EL PESCADO, MANJAR DE GRAN PERSONALIDAD

EL PESCADO, MANJAR DE GRAN PERSONALIDAD

El pescado es un manjar de gran personalidad y encanto. Ahora que los sistemas de refrigeración facilitan el transporte a grandes distancias sin que el pescado pierda frescura, ya no se justifica la comercialización de mercadería en malas condiciones.

01 de abril 1995 , 12:00 a.m.

Lo que más fácilmente se encuentra hoy por hoy en las pescaderías es pescado fresco que da la impresión de que está vivo y a punto de salir nadando. Tiene un brillo característico, resbala y se desliza entre las manos como si quisiera escaparse. Su color es brillante, la carne firme y rígida aunque elástica al tacto, tiene la piel reluciente debido a la presencia de una sustancia viscosa, transparente, que la recubre generalmente.

Los ojos salientes y brillantes, con las pupilas negras, son un indicio cierto de frescura. Las agallas deben estar limpias y de un rojo brillante. El olor del pescado fresco y agradable es evidente.

Conviene tener en cuenta algo más que los inevitables bacalao, abadejo, merluza y lenguado, aunque el hecho de ser fáciles de obtener no los desmerece. Pero mares, ríos y lagos están llenos de una extravagante diversidad de pescados, cada uno con su propia personalidad.

Es fácil conseguir una gruesa rodaja de merluza, o una caballa o anguila fresca; ya lo es menos encontrar una hermosa lubina, un pez de San Pedro o un trozo de atún Cocinar se vuelve más placentero si se puede hacer de vez en cuando una nueva prueba o un descubrimiento, y el pescado nos brinda la oportunidad de descubrimientos sin fin.

Un cocinero cocinera con auténtica sensibilidad ante los ingredientes, obtendrá gran satisfacción de la belleza de sus formas, de los matices iridiscentes de las escamas y de la textura , sabor y aroma característicos de cada clase de pescado.

El congelado El pescado congelado se vende por lo general en filetes o rodajas en las tiendas y supermercados que tienen congeladores . El auténticamente fresco debe ser consumido tan pronto como sea posible después de haber sido comprado pescado, pero la mercadería del descongelado suele haberse importado y transportado desde cierta distancia.
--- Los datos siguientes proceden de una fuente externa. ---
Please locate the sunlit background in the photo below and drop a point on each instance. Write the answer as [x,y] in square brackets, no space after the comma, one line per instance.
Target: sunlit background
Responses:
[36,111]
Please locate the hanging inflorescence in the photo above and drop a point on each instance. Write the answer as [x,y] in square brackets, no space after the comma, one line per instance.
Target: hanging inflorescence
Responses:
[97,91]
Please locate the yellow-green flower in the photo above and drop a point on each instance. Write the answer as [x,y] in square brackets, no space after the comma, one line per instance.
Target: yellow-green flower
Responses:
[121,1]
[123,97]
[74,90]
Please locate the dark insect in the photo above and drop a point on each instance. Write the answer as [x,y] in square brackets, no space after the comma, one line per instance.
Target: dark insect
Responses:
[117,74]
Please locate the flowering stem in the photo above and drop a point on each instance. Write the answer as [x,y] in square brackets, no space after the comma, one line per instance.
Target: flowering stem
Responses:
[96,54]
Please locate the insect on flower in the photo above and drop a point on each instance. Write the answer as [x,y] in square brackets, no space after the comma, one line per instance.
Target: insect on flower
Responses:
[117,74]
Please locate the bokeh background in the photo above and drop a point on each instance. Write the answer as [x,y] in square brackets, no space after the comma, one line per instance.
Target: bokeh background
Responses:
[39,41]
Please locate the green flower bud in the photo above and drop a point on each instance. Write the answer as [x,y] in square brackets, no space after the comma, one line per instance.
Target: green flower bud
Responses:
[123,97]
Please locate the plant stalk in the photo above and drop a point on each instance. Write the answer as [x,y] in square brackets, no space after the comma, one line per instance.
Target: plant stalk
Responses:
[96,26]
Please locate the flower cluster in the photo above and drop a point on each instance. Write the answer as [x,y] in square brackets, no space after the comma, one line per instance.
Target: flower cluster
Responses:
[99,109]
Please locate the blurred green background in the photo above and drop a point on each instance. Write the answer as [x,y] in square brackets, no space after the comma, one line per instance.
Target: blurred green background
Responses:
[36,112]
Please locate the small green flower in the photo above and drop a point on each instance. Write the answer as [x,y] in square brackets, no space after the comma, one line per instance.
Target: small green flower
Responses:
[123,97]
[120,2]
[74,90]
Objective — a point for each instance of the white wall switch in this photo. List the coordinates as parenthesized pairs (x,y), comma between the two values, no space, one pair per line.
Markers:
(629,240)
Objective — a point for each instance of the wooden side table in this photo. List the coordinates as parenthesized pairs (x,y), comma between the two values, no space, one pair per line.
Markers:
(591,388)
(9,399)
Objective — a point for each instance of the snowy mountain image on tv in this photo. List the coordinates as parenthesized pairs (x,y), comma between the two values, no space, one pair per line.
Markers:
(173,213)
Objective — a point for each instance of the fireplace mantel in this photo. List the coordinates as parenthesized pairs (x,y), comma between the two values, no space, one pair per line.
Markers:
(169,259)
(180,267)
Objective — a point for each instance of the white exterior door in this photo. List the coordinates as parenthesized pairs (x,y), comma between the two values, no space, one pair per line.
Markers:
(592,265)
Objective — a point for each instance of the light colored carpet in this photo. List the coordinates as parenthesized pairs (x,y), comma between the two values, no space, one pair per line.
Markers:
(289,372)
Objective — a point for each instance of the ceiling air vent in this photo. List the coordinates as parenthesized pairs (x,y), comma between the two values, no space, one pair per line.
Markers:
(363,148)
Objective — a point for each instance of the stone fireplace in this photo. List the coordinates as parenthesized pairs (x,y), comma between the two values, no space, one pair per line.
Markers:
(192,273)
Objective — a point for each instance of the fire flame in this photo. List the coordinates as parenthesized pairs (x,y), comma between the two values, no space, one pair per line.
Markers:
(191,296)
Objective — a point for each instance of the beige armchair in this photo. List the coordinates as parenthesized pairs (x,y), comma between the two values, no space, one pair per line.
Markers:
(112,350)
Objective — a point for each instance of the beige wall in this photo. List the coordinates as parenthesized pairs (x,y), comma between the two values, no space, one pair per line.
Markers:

Mientras el cliente esté en conocimiento de ello, no tiene que temer, en ocasiones, será la única forma posible de probar pescados poco habituales y de zonas alejadas.

Conservación Las especies que mejor resisten el proceso de congelación son de carne fina, tales como el lenguado y sus parientes planos. El salmón y otros pescados cuya carne se deshoja se pueden congelar; pero decididamente es mejor consumirlos frescos ya que con el proceso de congelación la carne se ablanda un poco.

El pescado congelado se ha de descongelar antes de cocinar para que la parte exterior no quede recocida antes de que el interior haya tenido tiempo de descongelarse, y el plato estará muy lejos de ser un éxito.